Frage: Zum Thema Ukraine: Herr Seibert, wie besorgt ist die Bundeskanzlerin über die Berichte über einen russischen Truppenaufmarsch? Es gab ja Forderungen der G7-Außenminister und auch des Nato-Generalsekretärs nach einem Rückzug.

StS Seibert: Sie kennen sicherlich die gestrige gemeinsame Erklärung der G7 - Deutschland ist einer der G7-Staaten - und des EU-Außenbeauftragten dazu. Darin wird Russland unmissverständlich aufgefordert, zur Deeskalation beizutragen und seinen Verpflichtungen aus internationalen Abkommen nachzukommen.

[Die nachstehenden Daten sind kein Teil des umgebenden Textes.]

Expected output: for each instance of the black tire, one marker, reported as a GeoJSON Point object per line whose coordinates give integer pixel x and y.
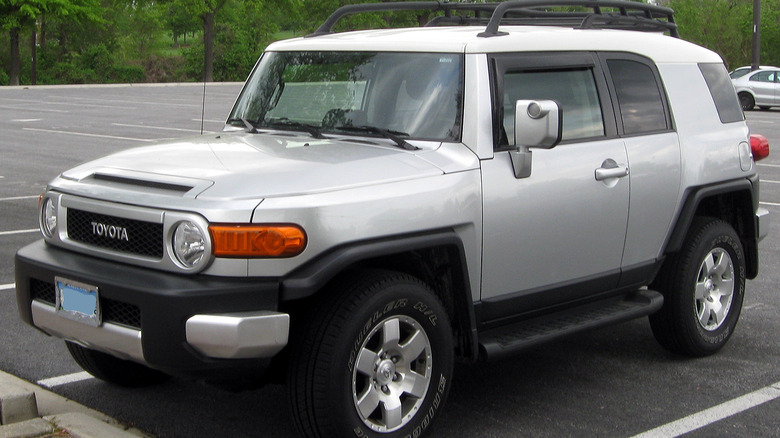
{"type": "Point", "coordinates": [703, 287]}
{"type": "Point", "coordinates": [345, 378]}
{"type": "Point", "coordinates": [746, 101]}
{"type": "Point", "coordinates": [113, 370]}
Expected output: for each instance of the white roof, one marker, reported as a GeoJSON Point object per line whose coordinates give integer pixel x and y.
{"type": "Point", "coordinates": [463, 39]}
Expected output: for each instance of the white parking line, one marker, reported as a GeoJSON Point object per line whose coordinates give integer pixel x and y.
{"type": "Point", "coordinates": [714, 414]}
{"type": "Point", "coordinates": [84, 134]}
{"type": "Point", "coordinates": [17, 198]}
{"type": "Point", "coordinates": [64, 380]}
{"type": "Point", "coordinates": [166, 128]}
{"type": "Point", "coordinates": [10, 233]}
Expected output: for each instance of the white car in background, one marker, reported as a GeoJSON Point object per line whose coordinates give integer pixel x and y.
{"type": "Point", "coordinates": [742, 71]}
{"type": "Point", "coordinates": [758, 88]}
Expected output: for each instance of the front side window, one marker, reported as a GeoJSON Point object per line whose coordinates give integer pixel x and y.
{"type": "Point", "coordinates": [573, 89]}
{"type": "Point", "coordinates": [417, 95]}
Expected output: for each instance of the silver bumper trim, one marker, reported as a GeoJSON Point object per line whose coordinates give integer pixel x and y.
{"type": "Point", "coordinates": [113, 339]}
{"type": "Point", "coordinates": [239, 335]}
{"type": "Point", "coordinates": [762, 222]}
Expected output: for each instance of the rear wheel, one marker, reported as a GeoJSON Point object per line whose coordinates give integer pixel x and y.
{"type": "Point", "coordinates": [703, 287]}
{"type": "Point", "coordinates": [374, 360]}
{"type": "Point", "coordinates": [113, 370]}
{"type": "Point", "coordinates": [746, 101]}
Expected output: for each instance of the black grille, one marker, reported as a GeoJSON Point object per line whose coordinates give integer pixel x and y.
{"type": "Point", "coordinates": [118, 234]}
{"type": "Point", "coordinates": [113, 311]}
{"type": "Point", "coordinates": [40, 290]}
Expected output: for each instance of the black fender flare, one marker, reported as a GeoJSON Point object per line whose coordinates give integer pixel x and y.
{"type": "Point", "coordinates": [308, 279]}
{"type": "Point", "coordinates": [694, 198]}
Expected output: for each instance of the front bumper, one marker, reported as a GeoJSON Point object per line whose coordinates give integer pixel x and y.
{"type": "Point", "coordinates": [181, 324]}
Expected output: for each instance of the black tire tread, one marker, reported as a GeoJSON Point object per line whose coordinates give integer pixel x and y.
{"type": "Point", "coordinates": [667, 323]}
{"type": "Point", "coordinates": [307, 379]}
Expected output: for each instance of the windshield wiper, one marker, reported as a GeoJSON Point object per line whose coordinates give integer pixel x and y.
{"type": "Point", "coordinates": [250, 127]}
{"type": "Point", "coordinates": [286, 123]}
{"type": "Point", "coordinates": [395, 136]}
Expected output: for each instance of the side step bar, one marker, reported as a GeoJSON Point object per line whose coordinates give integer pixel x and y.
{"type": "Point", "coordinates": [499, 342]}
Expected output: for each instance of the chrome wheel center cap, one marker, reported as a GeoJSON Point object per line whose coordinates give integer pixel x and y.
{"type": "Point", "coordinates": [709, 285]}
{"type": "Point", "coordinates": [385, 372]}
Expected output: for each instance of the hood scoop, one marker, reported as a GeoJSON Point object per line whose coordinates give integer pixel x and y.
{"type": "Point", "coordinates": [147, 182]}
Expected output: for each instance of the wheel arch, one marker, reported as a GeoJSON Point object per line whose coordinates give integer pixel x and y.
{"type": "Point", "coordinates": [734, 202]}
{"type": "Point", "coordinates": [436, 258]}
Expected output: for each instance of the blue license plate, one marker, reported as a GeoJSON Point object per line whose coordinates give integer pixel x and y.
{"type": "Point", "coordinates": [77, 301]}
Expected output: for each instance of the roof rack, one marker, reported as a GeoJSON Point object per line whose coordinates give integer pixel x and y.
{"type": "Point", "coordinates": [625, 15]}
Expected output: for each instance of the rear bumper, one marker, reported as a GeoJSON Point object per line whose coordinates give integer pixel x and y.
{"type": "Point", "coordinates": [181, 324]}
{"type": "Point", "coordinates": [762, 223]}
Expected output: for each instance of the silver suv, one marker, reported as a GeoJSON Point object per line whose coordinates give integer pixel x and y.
{"type": "Point", "coordinates": [383, 202]}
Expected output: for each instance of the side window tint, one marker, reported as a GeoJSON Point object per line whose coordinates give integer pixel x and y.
{"type": "Point", "coordinates": [763, 76]}
{"type": "Point", "coordinates": [722, 92]}
{"type": "Point", "coordinates": [574, 90]}
{"type": "Point", "coordinates": [640, 100]}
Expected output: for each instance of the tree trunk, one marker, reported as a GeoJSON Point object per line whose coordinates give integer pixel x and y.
{"type": "Point", "coordinates": [15, 59]}
{"type": "Point", "coordinates": [208, 46]}
{"type": "Point", "coordinates": [34, 50]}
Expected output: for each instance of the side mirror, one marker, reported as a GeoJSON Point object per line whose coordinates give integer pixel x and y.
{"type": "Point", "coordinates": [538, 124]}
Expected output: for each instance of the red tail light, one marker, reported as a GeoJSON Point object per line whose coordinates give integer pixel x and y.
{"type": "Point", "coordinates": [759, 145]}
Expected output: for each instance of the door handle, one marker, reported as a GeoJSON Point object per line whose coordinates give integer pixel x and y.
{"type": "Point", "coordinates": [610, 169]}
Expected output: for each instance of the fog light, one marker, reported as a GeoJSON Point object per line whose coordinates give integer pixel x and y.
{"type": "Point", "coordinates": [189, 244]}
{"type": "Point", "coordinates": [48, 217]}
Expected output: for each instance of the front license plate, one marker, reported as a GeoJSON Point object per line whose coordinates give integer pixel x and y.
{"type": "Point", "coordinates": [77, 301]}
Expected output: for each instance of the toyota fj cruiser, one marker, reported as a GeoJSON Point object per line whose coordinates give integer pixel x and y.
{"type": "Point", "coordinates": [383, 202]}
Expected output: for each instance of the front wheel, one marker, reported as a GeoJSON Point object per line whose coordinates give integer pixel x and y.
{"type": "Point", "coordinates": [374, 360]}
{"type": "Point", "coordinates": [703, 287]}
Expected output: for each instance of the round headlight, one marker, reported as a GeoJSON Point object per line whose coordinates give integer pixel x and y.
{"type": "Point", "coordinates": [189, 244]}
{"type": "Point", "coordinates": [48, 217]}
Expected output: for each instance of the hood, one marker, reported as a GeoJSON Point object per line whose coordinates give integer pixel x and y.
{"type": "Point", "coordinates": [240, 165]}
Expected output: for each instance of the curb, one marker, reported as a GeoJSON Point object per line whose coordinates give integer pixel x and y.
{"type": "Point", "coordinates": [30, 411]}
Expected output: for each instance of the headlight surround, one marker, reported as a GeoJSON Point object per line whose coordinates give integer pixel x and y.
{"type": "Point", "coordinates": [48, 218]}
{"type": "Point", "coordinates": [189, 244]}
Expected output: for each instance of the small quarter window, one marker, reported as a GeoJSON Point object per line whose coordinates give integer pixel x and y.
{"type": "Point", "coordinates": [574, 90]}
{"type": "Point", "coordinates": [722, 92]}
{"type": "Point", "coordinates": [639, 97]}
{"type": "Point", "coordinates": [764, 76]}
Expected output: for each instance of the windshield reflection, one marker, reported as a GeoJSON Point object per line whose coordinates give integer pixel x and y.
{"type": "Point", "coordinates": [418, 95]}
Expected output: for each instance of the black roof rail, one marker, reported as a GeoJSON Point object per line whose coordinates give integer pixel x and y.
{"type": "Point", "coordinates": [630, 15]}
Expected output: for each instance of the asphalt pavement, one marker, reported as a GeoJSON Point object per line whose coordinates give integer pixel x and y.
{"type": "Point", "coordinates": [615, 382]}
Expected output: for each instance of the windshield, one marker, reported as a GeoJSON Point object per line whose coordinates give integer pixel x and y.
{"type": "Point", "coordinates": [415, 95]}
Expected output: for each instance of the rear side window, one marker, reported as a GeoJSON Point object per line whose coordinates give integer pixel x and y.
{"type": "Point", "coordinates": [639, 96]}
{"type": "Point", "coordinates": [722, 92]}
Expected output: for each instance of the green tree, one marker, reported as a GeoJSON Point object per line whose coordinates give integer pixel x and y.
{"type": "Point", "coordinates": [19, 15]}
{"type": "Point", "coordinates": [206, 10]}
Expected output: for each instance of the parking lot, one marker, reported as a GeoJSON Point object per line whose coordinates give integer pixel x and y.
{"type": "Point", "coordinates": [615, 382]}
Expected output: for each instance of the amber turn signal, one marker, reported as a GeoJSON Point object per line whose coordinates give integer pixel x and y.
{"type": "Point", "coordinates": [250, 240]}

Darin steht:

„Wir … sind zutiefst beunruhigt angesichts der laufenden umfangreichen Verstärkung russischer Streitkräfte an den Grenzen der Ukraine und auf der illegal annektierten Krim.

Diese großangelegten und im Vorfeld nicht angekündigten Truppenbewegungen stellen bedrohliche und destabilisierende Maßnahmen dar.“

Ich will jetzt nicht die gesamte Erklärung der G7-Außenminister wiederholen. - Wir hatten gerade gestern in der Regierungspressekonferenz ja darüber gesprochen, dass die Bundeskanzlerin neulich in ihrem Telefonat mit Präsident Putin ebenso gefordert hat, dass diese eskalierende Maßnahme abgebaut werden soll. Das ist eine eskalierende russische Maßnahme, und die G7-Erklärung macht das in noch größerem Detail deutlich, weil sie darauf verweist, zu welchen Transparenzmaßnahmen, was militärische Bewegungen anbetrifft, Russland sich entsprechend den Grundsätzen der OSZE eigentlich verpflichtet hat.

Zusatzfrage: Was sind die Folgen daraus?

Nachdem die Bundeskanzlerin mit Herrn Putin telefoniert hat: Plant sie auch ein Treffen oder ein Telefonat mit dem ukrainischen Präsidenten?

StS Seibert: Ich berichte ja nicht vorher über Planungen für Kontaktaufnahmen oder Telefonate, sondern berichte, wenn solche stattgefunden haben. Darauf möchte ich Sie dann verweisen.

Zusatzfrage: An das Auswärtige Amt: Können Sie bestätigen, dass es entweder heute oder morgen ein Sondertreffen der Nato-Außenminister geben wird, an dem auch Herr Maas teilnimmt und in dessen Rahmen es ein Briefing über den russischen Truppenaufmarsch geben wird?

Burger: Ich habe jetzt, Stand 13.55 Uhr, keine Terminankündigungen mitgebracht. Wir halten Sie aber auf dem Laufenden, wenn es dazu etwas mitzuteilen gibt.